Applicando questo insegnamento, la Chiesa non ha mai aperto alla possibilità che Giuda sia salvo. Anzi, le parole di Cristo nel Vangelo sono durissime: «Meglio per quell’uomo se non fosse mai nato» (Mt 26,24).
I Padri della Chiesa: unanimità sulla perdizione di Giuda
L’insegnamento dei Padri conferma questa linea:
San Leone Magno:
“Giuda, disperando della misericordia, anche morendo aumentò il peso del suo peccato.”
Sant’Agostino (In Ioannem, Tract. 107):
“Giuda si consegnò al diavolo e, non volendo credere alla speranza, scelse la morte eterna.”
San Giovanni Crisostomo (Hom. in Matth.):
“Il peccato di Giuda non fu solo il tradimento, ma il rifiuto del pentimento, che lo condusse alla perdizione.”
Non sono opinioni personali: è Tradizione viva.
La correzione di Leone XIV: misericordia e giustizia insieme
Il Papa ha spiegato che misericordia non significa ignorare la verità del peccato:
Dio offre la grazia a tutti,
ma l’uomo può rifiutarla.
L’inferno non è invenzione, ma conseguenza del rifiuto definitivo di Dio.
“Non cediamo alla tentazione di svuotare il peccato di gravità.
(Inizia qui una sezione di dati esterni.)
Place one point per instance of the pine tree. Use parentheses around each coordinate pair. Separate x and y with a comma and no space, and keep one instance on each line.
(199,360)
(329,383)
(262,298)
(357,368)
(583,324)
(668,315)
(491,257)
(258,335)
La misericordia non annulla la giustizia, ma la porta a compimento.”
l Vangelo non è un romanzo a lieto fine per tutti, ma una chiamata alla conversione, urgente e seria. Gesù ha parlato più volte dell’inferno, del fuoco eterno, della perdizione che attende chi rifiuta Dio. La Chiesa non inventa queste parole: le custodisce come un avvertimento salvifico. L’eresia dell’apocatastasi – l’idea che alla fine tutti saranno salvati – è un inganno antico e pericoloso, perché svuota di senso la Croce e la responsabilità della libertà umana.
A Fatima la Madonna ha confermato questa verità con una visione sconvolgente: ai tre pastorelli mostrò l’inferno, «un mare di fuoco sotto la terra» dove erano immersi i dannati, tra grida di disperazione, circondati da demoni orribili. Non un simbolo, non una metafora, ma una realtà terribile che la Chiesa riconosce e proclama. La misericordia di Dio è infinita, sì, ma non è una scorciatoia per chi persiste nel male e rifiuta il suo amore.
La via della salvezza è aperta a tutti, ma non è imposta a nessuno. Chi sceglie di chiudere il cuore a Dio sceglie, con libertà, l’abisso eterno. Per questo oggi più che mai occorre annunciare tutto il Vangelo: non solo la tenerezza del Padre, ma anche la sua giustizia; non solo la speranza del Paradiso, ma anche la realtà dell’inferno. Solo così la misericordia risplende nella sua verità, perché non è complicità con il peccato, ma forza che ci strappa dal fuoco eterno e ci conduce alla vita.